Some of the equipment for them are manufactured indigenously by the Indian Ordnance Factories, while other items are obtained from foreign suppliers. Currently, the Indian Army is upgrading the equipment of these units by procuring lighter body armour, personal communication sets, anti-materiel rifles and various other mission specific equipment. Additionally, door breaching ammunition and non-lethal systems like stun grenades and ballistic shields are being procured for counter-insurgency operations.

==Honours==
Subedar Major Yogendra Singh Yadav and Honorary Captain (then Grenadier) of the 18th Battalion, The Grenadiers was a part of the Ghatak Platoon during the Battle of Tiger Hill in the Kargil War, for which he was awarded India's highest wartime gallantry award, the Param Vir Chakra.

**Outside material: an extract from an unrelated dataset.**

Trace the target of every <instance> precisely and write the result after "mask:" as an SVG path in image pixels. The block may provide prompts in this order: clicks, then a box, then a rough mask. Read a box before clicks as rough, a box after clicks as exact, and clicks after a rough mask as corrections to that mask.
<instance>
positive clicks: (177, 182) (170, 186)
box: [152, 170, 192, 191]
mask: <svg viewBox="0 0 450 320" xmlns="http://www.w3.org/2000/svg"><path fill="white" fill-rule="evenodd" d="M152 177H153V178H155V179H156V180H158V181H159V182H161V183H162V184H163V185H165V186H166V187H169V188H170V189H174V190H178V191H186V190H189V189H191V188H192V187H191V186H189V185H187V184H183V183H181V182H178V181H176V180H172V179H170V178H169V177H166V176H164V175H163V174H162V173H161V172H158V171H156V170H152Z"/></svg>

Lieutenant Navdeep Singh of the 15th Battalion, Maratha Light Infantry was the Ghatak Platoon commander during an operation to ambush 17 well-trained and armed terrorists who had infiltrated into Jammu and Kashmir, for which he was posthumously awarded India's highest peacetime gallantry award, the Ashok Chakra.

Captain Chander Choudhary Sihag, the Ghatak Platoon commander in The Grenadiers, was killed in action and martyred on 9 September 2002, during a search and destroy operation against insurgents in Dubri village in Udhampur district, Jammu and Kashmir.

Captain Neikezhakuo Kenguruse was the Ghatak Platoon commander during a night operation during Operation Vijay in 1999 during the Kargil War. After sustaining a bullet wound, he still carried on with the operation, finally shooting dead two men and killing two others using his knife in hand-to-hand combat. He was posthumously awarded the second highest wartime gallantry award, the Mahavir Chakra.

Colonel Balwan Singh (then Lieutenant) led his Ghatak Platoon on 3 July 1999 up to the top of Tiger Hill under intense artillery fire. He was seriously injured during the operation where he was able to neutralize four enemy soldiers. He was awarded the Mahavir Chakra for his bravery.

Sepoy Gurtej Singh belonging to the Ghatak Platoon of the 3rd Battalion, Punjab Regiment engaged in hand-to-hand combat with Chinese troops in Galwan Valley on 15 June 2020 where he killed 12 enemy soldiers, including several with his kirpan, before his death. For his bravery, he was posthumously awarded the third highest wartime gallantry award, the Vir Chakra.

Captain Gurjinder Singh Suri, (4 July 1974 – 9 November 1999) was an Indian Army officer of 12 Battalion, Bihar Regiment who was posthumously awarded the Maha Vir Chakra, India's second highest gallantry award, for exemplary valor in combat during a gunbattle in the Faulad post attack in 1999.Singh was killed in a gun battle in the Gulmarg, Uri sector on 9 November 1999 where the Pakistani army attacked the Faulad Post. During this battle, Manoj Kumar, Birendra Kumar, Birendra Nath Tiwari were also killed.